Campfire

Emily Johnson/Catalyst: Kinstillatory Mappings in Light and Dark Matter

Tuesday, October 9, 2018 at 6:30pm
CFA Courtyard

FREE!

Join us by the fire for a gathering hosted by Emily Johnson/Catalyst that centers around Indigenous protocols and knowledges, as we welcome the evening with our campus community and neighbors. Come sit and gaze at the stars, and share stories, conversation and food (bring food to share if you wish—hot apple cider will be provided). Kinstillatory Mappings in Light and Dark Matter is a community gathering. It is a way of being and a way of making. It is research and process as ceremony. It is dance. Come join us.

Rain Location: Beckham Hall (no fire)

Kinstillatory Mappings is co-hosted by the Center for the Humanities and the Center for the Arts. It was created with funding from The MAP Fund, supported by the Doris Duke Charitable Foundation and the Andrew W. Mellon Foundation.

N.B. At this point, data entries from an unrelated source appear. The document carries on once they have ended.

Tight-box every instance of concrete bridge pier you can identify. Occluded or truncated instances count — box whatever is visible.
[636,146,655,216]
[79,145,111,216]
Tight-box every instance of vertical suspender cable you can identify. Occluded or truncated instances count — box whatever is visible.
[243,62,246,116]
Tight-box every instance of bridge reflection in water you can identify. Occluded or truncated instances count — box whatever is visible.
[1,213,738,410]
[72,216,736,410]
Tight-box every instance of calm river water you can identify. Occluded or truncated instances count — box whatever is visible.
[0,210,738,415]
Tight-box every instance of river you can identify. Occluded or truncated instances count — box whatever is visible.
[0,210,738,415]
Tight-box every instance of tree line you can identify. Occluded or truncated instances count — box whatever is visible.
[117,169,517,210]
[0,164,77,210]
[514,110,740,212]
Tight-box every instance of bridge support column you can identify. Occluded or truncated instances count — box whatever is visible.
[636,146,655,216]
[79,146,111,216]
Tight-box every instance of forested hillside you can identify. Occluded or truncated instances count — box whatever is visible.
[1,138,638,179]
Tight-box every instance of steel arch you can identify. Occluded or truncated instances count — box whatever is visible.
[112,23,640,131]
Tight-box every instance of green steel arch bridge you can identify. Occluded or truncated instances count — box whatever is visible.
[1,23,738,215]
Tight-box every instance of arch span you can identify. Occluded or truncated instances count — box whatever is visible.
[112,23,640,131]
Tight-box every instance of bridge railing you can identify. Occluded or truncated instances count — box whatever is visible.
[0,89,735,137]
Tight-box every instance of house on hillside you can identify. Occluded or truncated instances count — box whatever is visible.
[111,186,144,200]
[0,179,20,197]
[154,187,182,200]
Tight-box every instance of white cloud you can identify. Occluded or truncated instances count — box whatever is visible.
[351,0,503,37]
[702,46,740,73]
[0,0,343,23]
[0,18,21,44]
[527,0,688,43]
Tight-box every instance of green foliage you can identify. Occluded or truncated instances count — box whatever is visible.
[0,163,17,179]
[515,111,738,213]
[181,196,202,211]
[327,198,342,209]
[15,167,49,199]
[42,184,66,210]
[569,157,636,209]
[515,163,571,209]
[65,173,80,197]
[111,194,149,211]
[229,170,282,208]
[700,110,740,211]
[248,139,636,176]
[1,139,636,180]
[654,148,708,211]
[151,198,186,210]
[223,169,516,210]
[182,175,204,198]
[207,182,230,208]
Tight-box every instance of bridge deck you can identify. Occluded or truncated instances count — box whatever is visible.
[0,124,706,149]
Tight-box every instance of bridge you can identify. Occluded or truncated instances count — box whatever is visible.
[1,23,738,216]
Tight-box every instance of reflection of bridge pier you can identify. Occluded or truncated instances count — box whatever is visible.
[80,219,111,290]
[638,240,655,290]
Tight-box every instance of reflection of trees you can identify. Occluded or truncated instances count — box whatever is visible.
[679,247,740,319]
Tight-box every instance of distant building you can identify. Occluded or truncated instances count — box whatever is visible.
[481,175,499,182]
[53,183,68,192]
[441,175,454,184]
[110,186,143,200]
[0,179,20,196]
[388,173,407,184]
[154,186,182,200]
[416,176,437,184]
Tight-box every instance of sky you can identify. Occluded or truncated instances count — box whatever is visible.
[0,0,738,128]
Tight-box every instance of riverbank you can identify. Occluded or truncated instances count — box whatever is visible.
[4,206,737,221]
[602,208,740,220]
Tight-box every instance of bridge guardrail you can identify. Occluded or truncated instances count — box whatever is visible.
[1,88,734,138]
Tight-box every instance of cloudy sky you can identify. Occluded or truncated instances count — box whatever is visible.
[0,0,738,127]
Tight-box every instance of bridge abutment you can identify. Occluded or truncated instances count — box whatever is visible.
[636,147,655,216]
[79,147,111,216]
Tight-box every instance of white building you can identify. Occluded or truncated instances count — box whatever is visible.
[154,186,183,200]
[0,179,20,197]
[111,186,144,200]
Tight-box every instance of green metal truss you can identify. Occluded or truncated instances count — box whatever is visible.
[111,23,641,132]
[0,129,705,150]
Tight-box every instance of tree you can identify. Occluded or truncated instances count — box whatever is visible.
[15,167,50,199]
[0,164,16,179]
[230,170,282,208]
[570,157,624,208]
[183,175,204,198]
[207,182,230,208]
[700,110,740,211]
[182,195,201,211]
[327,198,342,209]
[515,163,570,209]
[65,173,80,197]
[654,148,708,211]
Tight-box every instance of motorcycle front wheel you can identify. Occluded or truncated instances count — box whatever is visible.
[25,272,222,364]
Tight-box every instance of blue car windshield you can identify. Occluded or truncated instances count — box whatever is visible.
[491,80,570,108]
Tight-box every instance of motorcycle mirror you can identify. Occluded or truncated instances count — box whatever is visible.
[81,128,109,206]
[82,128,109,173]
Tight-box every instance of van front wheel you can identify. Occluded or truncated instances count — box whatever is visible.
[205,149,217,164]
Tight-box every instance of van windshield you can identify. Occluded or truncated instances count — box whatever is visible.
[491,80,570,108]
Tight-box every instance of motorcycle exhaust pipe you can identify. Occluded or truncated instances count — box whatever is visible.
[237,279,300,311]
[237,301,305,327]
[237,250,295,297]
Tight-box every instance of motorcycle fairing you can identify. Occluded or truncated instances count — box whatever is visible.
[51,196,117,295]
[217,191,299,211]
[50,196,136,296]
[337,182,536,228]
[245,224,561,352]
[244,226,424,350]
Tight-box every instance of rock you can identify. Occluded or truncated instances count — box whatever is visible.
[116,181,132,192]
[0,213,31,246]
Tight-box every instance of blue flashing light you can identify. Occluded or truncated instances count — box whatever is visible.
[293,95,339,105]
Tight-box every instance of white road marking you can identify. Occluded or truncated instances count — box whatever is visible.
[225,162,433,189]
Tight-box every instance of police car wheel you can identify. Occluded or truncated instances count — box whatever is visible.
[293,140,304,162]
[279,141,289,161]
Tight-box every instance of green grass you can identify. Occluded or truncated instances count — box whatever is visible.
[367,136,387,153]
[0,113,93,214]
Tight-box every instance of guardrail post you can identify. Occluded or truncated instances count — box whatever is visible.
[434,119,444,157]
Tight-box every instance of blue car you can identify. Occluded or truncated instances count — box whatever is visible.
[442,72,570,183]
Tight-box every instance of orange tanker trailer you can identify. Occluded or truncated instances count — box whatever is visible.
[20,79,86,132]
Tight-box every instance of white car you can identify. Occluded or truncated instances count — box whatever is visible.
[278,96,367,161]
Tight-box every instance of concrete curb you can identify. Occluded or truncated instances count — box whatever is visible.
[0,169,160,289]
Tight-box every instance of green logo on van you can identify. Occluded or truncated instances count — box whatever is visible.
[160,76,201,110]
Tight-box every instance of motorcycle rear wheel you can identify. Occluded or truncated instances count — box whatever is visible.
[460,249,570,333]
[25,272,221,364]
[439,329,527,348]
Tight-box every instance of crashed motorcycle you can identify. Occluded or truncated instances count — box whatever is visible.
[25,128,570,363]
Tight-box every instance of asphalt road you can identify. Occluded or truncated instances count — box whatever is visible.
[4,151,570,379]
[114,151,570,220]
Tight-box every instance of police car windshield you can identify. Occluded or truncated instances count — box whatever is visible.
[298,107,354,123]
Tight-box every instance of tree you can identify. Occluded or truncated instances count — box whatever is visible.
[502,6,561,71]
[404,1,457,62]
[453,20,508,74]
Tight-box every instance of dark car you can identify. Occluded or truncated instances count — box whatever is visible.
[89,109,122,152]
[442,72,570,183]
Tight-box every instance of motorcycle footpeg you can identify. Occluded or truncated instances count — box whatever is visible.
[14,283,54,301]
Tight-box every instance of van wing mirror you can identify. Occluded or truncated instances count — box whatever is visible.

Emily Johnson is an artist who makes body-based work. A Bessie Award winning choreographer, Guggenheim Fellow, and recipient of the Doris Duke Artist Award she is based in New York City. Originally from Alaska, she is of Yup’ik descent and since 1998 has created work that considers the experience of sensing and seeing performance. Her dances function as installations, engaging audiences within and through a space and environment—interacting with a place's architecture, history, and role in community. Emily is trying to make a world where performance is part of life; where performance is an integral connection to each other, our environment, our stories, our past, present, and future. Emily's written work has been published and commissioned by Dance Research Journal (University of Cambridge Press); SFMOMA; Transmotion Journal, University of Kent; Movement Research Journal; Pew Center for Arts and Heritage; and the recent compilation Imagined Theaters (Routledge), edited by Daniel Sack.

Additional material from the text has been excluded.